A Justiça do Trabalho é a justiça competente para decidir, arbitrar, se as partes não chegarem à conciliação espontaneamente fora do Judiciário. Há um desembargador competente para isso. Agora, a atribuição aqui é do vice-presidente, mas o presidente também atua em determinadas circunstâncias. Primeiro, se fazem audiências conciliatórias em que se tenta, ouvindo as partes, alcançar um denominador comum. Se não se alcança, é instaurado um processo que se chama dissídio coletivo, onde se colocam as cláusulas, os desejos, as pretensões das partes que reivindicam. Aí, a Justiça se reúne em determinadas audiência a decisão. Mas a conciliação é o nosso foco. Não só nesses casos, mas em casos individuais, o juiz busca conciliar. Temos a Semana Nacional de Conciliação. Temos, ainda, um juízo de conciliação permanente, que tenta alcançar uma solução. Sempre, durante todo o trâmite do processo, a conciliação é o objetivo.

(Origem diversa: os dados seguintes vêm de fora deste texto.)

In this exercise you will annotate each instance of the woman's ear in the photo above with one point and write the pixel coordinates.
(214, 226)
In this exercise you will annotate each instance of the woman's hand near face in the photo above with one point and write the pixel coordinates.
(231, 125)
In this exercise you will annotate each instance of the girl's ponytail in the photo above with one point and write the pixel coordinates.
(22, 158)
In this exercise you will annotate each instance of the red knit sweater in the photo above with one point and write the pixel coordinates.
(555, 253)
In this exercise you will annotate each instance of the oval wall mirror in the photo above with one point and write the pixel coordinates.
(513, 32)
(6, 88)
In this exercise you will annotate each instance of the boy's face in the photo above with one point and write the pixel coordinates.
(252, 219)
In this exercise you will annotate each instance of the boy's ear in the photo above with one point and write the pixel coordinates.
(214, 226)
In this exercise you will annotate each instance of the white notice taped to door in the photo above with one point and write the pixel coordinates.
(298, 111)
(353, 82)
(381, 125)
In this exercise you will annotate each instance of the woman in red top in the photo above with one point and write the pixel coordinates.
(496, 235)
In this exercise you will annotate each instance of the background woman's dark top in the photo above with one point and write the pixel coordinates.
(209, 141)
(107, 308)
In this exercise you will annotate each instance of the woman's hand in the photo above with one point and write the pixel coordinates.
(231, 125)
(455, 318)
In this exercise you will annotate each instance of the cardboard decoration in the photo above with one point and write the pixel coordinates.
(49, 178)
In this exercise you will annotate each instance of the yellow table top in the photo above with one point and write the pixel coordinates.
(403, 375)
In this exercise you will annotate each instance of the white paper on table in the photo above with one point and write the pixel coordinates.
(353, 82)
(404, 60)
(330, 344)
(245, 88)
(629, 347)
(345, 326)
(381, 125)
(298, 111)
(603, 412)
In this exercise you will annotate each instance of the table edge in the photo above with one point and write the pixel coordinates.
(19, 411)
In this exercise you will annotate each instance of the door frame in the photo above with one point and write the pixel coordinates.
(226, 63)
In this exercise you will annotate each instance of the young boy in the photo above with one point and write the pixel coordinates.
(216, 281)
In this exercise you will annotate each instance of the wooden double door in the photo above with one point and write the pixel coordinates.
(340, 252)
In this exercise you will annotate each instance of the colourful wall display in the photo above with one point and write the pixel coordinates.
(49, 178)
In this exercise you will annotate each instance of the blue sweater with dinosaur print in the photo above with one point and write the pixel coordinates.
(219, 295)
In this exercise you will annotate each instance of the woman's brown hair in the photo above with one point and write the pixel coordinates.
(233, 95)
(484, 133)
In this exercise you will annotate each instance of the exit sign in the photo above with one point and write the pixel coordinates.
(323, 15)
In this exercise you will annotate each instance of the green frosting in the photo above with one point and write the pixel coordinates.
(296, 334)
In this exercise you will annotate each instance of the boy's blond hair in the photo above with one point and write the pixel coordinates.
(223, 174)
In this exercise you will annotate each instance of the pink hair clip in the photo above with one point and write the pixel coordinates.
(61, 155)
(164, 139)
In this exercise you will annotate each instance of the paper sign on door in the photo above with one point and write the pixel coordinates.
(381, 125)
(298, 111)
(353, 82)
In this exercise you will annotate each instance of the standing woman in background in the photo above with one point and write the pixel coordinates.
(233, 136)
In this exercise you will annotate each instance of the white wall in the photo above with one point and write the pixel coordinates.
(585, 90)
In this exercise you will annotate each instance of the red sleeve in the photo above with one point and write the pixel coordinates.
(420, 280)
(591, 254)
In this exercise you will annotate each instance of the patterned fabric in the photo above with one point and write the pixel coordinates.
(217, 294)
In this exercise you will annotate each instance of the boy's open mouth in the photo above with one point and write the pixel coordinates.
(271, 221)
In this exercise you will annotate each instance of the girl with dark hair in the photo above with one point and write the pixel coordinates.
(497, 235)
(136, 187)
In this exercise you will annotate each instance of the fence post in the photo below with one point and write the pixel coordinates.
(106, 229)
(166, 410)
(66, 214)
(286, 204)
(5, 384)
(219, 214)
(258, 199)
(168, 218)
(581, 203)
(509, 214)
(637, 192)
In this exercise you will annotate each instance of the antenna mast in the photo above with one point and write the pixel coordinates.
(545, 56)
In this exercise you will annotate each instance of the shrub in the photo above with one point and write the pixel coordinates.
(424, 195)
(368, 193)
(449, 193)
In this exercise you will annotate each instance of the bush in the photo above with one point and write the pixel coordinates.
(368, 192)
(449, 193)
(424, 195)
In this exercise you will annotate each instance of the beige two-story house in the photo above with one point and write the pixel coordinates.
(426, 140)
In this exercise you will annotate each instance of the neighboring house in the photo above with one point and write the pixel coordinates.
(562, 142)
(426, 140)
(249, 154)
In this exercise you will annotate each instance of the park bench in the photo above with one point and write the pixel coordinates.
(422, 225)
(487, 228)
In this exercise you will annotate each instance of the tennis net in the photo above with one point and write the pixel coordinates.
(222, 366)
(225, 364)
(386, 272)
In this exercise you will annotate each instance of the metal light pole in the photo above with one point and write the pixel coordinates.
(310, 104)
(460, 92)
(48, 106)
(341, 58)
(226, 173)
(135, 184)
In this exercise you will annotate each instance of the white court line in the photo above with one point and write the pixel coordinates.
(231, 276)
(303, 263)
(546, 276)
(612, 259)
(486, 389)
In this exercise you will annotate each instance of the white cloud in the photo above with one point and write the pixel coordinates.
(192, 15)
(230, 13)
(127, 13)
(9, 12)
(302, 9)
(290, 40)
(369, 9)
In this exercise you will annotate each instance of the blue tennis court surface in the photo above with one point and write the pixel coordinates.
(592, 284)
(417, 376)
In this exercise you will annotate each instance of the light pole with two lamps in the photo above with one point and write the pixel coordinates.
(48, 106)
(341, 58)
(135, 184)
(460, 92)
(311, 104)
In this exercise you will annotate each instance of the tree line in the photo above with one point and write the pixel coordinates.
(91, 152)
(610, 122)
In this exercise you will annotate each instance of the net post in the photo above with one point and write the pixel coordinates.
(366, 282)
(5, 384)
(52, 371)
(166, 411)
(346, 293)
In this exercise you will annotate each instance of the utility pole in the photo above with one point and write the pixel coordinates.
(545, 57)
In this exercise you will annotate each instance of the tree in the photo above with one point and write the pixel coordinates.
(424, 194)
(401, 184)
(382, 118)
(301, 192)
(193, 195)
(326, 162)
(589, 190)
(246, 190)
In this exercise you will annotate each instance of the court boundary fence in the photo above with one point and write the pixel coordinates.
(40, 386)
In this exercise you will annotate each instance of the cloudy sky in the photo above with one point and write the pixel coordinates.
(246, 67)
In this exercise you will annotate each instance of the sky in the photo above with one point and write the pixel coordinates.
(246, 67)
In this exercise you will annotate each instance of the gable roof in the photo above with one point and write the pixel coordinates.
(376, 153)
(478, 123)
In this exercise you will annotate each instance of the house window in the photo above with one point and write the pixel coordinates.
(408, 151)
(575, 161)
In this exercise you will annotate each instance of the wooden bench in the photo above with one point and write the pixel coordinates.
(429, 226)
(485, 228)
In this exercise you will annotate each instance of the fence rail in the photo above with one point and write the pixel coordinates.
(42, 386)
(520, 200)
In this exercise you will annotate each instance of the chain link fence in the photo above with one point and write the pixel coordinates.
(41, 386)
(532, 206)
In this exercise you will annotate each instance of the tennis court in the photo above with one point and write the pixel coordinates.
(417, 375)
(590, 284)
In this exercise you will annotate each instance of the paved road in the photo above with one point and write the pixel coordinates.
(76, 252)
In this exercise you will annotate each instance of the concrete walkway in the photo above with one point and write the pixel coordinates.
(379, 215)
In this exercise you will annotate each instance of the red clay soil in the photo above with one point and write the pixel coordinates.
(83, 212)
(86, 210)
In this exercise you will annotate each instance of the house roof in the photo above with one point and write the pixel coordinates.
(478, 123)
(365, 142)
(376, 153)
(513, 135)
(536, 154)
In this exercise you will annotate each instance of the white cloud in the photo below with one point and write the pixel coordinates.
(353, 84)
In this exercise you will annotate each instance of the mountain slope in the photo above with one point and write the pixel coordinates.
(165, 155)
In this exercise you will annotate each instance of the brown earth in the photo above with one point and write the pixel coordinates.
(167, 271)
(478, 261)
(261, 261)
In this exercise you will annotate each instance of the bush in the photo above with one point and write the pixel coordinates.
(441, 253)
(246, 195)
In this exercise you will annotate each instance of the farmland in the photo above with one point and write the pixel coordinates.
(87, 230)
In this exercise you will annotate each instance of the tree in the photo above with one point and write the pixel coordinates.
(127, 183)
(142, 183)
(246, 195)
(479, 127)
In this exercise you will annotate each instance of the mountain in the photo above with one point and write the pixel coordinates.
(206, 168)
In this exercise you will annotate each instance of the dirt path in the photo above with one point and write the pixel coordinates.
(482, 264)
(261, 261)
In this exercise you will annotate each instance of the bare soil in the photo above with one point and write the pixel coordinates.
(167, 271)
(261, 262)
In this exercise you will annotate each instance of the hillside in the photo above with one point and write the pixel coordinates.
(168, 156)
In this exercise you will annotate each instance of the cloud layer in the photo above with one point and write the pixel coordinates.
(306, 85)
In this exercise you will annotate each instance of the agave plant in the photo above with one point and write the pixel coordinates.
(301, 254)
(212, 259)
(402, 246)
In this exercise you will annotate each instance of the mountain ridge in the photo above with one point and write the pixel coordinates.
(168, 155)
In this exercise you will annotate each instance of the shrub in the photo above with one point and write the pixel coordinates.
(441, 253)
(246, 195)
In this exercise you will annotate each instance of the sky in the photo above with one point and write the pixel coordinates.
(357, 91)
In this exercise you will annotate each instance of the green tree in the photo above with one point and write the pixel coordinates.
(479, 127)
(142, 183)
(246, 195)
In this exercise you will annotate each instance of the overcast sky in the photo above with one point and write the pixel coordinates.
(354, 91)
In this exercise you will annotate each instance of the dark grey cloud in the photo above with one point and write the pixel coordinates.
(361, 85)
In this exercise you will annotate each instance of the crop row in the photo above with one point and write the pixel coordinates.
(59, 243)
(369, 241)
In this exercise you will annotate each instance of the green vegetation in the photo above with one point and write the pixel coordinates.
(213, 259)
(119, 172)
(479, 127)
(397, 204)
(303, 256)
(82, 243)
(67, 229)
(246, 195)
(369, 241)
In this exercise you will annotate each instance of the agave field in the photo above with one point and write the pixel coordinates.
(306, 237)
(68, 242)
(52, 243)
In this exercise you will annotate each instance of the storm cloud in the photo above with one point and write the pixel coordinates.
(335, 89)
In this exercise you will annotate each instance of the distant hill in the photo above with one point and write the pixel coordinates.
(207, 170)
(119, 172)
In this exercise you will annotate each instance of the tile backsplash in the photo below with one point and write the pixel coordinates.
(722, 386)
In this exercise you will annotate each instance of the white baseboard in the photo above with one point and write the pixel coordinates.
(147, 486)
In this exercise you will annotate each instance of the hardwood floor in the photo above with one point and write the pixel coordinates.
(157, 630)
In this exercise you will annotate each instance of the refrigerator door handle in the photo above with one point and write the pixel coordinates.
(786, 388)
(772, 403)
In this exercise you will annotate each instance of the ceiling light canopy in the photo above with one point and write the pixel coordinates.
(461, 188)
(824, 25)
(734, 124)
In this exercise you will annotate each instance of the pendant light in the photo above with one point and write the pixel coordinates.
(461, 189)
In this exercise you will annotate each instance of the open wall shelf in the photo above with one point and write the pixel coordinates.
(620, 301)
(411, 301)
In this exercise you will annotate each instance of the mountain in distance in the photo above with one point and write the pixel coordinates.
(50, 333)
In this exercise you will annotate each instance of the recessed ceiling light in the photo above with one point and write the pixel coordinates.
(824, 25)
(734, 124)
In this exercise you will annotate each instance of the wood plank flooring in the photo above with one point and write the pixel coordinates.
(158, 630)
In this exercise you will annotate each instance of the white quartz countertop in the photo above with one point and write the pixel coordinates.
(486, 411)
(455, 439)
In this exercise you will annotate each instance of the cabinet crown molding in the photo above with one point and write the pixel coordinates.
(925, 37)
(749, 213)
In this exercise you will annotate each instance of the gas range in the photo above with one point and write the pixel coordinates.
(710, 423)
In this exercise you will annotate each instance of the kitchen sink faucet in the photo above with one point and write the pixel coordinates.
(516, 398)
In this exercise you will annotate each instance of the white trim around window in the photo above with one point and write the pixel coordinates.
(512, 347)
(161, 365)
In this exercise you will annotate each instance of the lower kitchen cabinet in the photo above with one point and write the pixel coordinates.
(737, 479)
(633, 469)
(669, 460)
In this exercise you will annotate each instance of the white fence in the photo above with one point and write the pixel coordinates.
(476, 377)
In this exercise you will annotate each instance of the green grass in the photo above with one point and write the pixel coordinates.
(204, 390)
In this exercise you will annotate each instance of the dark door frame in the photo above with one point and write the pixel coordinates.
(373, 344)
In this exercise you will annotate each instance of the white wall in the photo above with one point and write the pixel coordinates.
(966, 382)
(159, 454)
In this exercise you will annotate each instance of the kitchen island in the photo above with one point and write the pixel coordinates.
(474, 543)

Quando há uma sentença, sempre uma das partes fica frustrada. A conciliação é sempre o melhor caminho, a melhor solução para o litígio.
Na sua opinião, é preciso flexibilizar as leis trabalhistas? Por quê?
Temos uma realidade que não podemos ignorar, que é uma dificuldade da compreensão e da aplicação da legislação existente e uma possibilidade de interpretação diversa pelos juízes. Isso causa certa insegurança. O número de ações em juízo reflete não a desonestidade, o objetivo de fraudar direitos, mas até a dificuldade de se saber qual seria a melhor interpretação para aquela norma legal. Hoje, temos a possibilidade da uniformização da jurisprudência. Então, entendo que, em médio prazo, teremos uma condição de maior certeza em relação a esse ou aquele dispositivo legal. Essa é a primeira questão que solucionaria um pouco essa situação que vivemos hoje que precipita nesse discurso da flexibilização ou da alteração da legislação. Eu vejo a legislação trabalhista no Brasil como o mínimo necessário para termos uma condição de trabalho satisfatória para o trabalhador. Não vejo necessidade de uma flexibilização, de uma mudança profunda na legislação. O que percebo é que deve haver uma maior segurança jurídica na aplicação da legislação que temos. Os direitos previstos na legislação me parecem básicos, mínimos para que a gente tenha uma condição de trabalho satisfatória, um ambiente salubre, uma condição de progressão social do trabalhador. Não vejo a necessidade de se precarizar direitos a partir de uma mudança legislativa. Os direitos assegurados na Constituição a descanso remunerado, a férias, a certa garantia de salário são o mínimo que se deseja em uma relação tão difícil entre capital e trabalho que, em princípio, têm interesses antagônicos, mas que devem se harmonizar porque são dependentes. Como disse certo doutrinador: são irmãos siameses que se odeiam, mas que não podem viver separadamente. É uma contradição capitalista.